|In my last Elliott wave-oriented article, I suggested that a "third of a third" might be around the corner ("Third of a Third?" Traders.com Advantage, June 23, 2004). In Elliott wave parlance, a third of a third is the most volatile, robust and potentially-lucrative part of a five wave impulse move--a sort of best of the best that every Elliott wave trader looks and longs for when scanning market charts.|
|In that article, I suggested a market top with the peak on June 8th. This top was a wave two, a "bear market rally" that retraced a significant chunk of the previous wave one declines. As it turned out, the actual peak was a few days away, as the market climbed a bit higher toward the end of the month. Thus, I would now revise my count to make the wave two peak appear on June 24th.|
|Figure 1: This five-wave sequence forms wave five.|
|Graphic provided by: Prophet Financial Systems, Inc.|
|Wave three, then lasted from June 24th to July 19th. In terms of the $OEX, or the S&P 100, this meant a decline from about 558 to 534, a drop of about 4%. Wave four saw the $OEX rally back up to 544 in a fairly sharp, two-day rally. And wave five began immediately thereafter.|
It is within this last wave five that I spotted an ending diagonal triangle.
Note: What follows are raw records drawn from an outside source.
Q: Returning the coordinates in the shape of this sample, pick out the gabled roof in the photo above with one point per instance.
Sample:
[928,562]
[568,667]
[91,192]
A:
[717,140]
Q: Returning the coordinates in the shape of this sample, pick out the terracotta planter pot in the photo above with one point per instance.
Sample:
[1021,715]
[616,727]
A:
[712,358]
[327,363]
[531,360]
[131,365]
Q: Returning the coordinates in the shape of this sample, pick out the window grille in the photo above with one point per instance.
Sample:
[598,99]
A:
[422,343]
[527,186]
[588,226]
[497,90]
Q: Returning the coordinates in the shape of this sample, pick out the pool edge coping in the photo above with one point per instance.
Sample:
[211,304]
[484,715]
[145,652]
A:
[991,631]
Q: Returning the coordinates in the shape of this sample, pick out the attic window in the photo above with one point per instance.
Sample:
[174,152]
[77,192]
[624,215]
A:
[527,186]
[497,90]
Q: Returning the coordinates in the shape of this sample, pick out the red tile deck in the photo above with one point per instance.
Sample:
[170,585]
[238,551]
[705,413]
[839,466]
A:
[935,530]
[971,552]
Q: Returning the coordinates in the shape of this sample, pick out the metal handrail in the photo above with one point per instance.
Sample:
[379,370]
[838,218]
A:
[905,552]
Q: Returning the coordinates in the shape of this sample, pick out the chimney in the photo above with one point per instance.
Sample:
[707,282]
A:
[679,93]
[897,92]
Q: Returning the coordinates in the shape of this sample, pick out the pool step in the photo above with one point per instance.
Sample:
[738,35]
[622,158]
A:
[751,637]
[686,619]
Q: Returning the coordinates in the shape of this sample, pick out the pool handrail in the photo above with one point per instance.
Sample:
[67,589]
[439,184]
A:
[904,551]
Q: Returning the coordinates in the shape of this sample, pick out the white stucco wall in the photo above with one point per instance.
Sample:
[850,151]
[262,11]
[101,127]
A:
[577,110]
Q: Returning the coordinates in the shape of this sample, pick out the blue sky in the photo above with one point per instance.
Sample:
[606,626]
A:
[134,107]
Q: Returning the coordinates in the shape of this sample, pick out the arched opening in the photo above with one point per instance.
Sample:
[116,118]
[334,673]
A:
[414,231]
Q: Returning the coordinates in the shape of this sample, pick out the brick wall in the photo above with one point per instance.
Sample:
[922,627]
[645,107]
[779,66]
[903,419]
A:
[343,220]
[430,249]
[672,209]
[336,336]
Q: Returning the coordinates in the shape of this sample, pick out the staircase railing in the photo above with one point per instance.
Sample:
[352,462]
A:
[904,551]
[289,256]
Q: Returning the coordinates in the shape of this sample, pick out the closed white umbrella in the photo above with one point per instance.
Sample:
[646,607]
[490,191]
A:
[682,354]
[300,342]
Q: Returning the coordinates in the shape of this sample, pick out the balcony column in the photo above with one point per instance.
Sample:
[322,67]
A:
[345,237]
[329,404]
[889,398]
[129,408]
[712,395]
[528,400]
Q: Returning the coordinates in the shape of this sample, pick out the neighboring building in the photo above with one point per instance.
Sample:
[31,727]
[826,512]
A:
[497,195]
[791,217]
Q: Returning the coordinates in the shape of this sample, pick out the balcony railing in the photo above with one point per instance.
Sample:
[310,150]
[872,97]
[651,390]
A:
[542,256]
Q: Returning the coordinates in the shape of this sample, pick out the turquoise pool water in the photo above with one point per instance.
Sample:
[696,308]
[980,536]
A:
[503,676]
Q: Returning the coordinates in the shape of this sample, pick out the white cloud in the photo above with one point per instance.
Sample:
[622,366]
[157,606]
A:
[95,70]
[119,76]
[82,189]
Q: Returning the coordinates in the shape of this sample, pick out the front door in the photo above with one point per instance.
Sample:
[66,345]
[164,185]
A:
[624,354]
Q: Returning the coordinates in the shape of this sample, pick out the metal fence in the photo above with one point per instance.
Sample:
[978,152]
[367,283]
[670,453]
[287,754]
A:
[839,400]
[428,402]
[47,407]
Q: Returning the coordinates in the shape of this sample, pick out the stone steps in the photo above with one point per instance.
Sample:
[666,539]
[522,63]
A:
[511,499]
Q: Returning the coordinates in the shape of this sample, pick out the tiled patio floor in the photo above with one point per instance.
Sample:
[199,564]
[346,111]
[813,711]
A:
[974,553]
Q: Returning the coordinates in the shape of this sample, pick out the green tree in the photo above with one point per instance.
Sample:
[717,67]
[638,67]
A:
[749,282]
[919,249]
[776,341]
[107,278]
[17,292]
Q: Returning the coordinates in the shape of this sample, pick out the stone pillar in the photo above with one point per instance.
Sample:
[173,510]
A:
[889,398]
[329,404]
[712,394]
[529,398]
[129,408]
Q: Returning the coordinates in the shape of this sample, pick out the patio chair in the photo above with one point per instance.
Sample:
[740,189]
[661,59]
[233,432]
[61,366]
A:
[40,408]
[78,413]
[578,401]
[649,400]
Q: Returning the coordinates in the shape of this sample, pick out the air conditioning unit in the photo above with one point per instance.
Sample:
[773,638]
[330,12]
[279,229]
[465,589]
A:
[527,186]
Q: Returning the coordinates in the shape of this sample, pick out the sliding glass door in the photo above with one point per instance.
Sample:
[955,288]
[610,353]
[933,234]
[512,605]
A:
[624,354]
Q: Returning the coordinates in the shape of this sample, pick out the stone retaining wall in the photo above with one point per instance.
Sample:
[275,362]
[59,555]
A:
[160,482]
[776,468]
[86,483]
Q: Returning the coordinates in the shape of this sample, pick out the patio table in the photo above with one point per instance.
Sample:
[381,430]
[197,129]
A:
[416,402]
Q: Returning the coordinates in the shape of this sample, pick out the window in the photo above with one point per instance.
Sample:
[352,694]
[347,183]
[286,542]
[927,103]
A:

Figure 2. The ending diagonal triangle on July 22-26 set the stage for the sharp, counter-trend rally on the 27th.
Triangles in general and diagonal triangles in specific have long been a part of technical analysis. In Elliott wave analysis, the diagonal triangle--which looks much like a declining wedge a la traditional technical analysis--are actually "impulsive" rather than "corrective". This means, crudely put, that they are pro-trend as opposed to counter-trend.
Diagonal triangles, as impulse patterns, have five legs or five waves. Unlike most impulse patterns, the first and fourth waves in a diagonal triangle can and do overlap. Another interesting difference is that whereas third waves are generally the largest in corrective triangles and in most other impulse patterns, ending diagonals feature an initial wave that is the longest and a fifth and final wave that is the shortest (caveat: contracting triangles are one corrective form in which the first wave is the longest).
|This, as all Elliott wave counts, is my best judgment of the wave count thus far. In the wake of the ending diagonal triangle, there has been a counter-trend rally that has brought prices back to levels comparable to the wave four high immediately before the ending diagonal began. On hourly charts, the Tuesday, July 27th rally looks overbought already, with a 7,10 stochastic that has hooked down. Nearest resistance is at the level of the previous wave four high at about 537, and serious technical damage to this wave count would occur if prices moved meaningfully above the level of the wave four peak of one higher degree at 544.|
If the $OEX does not rally to these levels and, in fact, reverses and takes out the low at 528, then it will be quite likely that the third wave of the movement from the July 21st high will be underway. My immediate downside target in this event is 502, based on Fischer's Elliott wave/Fibonacci method (methodology explained in Fischer's "Fibonacci Applications and Strategies for Traders").